The leader of the six-party United Action Committee, Maulana Shah Ahmed Noorani, said the presence of the U.S. military forces in Pakistan undermines the country's independence and represents "a threat to our religion and culture."
"The longer the American troops stay in Pakistan, it would have adverse affects on the country," Noorani said at a press conference joined by Pakistan's three top pro-Taliban religious leaders -- Maulana Fazal-ur Rehman, Maulana Samiul Haq and Qazi Hussain Ahmed.
President Gen.

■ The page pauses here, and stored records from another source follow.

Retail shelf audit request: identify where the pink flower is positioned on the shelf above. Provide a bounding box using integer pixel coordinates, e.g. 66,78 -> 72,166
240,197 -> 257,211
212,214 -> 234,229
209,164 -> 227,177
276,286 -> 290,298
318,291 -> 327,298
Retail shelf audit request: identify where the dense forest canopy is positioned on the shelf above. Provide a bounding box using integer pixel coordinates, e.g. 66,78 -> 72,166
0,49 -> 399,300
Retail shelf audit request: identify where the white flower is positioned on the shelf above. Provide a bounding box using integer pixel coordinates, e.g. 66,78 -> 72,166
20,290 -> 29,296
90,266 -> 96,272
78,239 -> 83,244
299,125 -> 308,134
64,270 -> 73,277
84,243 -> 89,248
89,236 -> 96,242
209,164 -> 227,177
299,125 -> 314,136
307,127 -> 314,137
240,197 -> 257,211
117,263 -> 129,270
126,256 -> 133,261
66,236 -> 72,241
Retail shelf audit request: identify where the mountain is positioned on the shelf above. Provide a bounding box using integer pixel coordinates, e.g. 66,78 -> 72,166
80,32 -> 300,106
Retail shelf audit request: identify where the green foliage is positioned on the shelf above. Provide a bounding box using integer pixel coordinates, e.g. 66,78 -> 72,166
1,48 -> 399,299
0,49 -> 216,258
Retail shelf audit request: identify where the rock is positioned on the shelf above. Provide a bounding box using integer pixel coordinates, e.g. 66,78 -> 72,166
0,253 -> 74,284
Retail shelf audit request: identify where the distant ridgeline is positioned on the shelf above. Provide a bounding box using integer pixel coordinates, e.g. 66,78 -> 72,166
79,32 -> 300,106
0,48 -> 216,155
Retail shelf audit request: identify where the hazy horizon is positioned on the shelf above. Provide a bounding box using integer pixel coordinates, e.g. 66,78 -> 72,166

Pervez Musharraf allowed American forces to use bases in Pakistan as part of the U.S.-led campaign against neighboring Afghanistan's former Taliban rulers and the al-Qaida terror network.
He also allowed U.S. forces to use Pakistani airspace for attacks against Afghanistan last year.
During the press conference, Noorani, who is also head of Jamiat Ulema-e-Pakistan, or Party of Pakistani Clerics, also announced nationwide rallies Friday to show solidarity with the Palestinians. They will be followed by a major rally Sunday in Karachi.
Hard-line Islamic parties have been seeking to galvanize opposition to Musharraf since he reversed Pakistan's longtime support for the Taliban following the Sept. 11 terrorist attacks.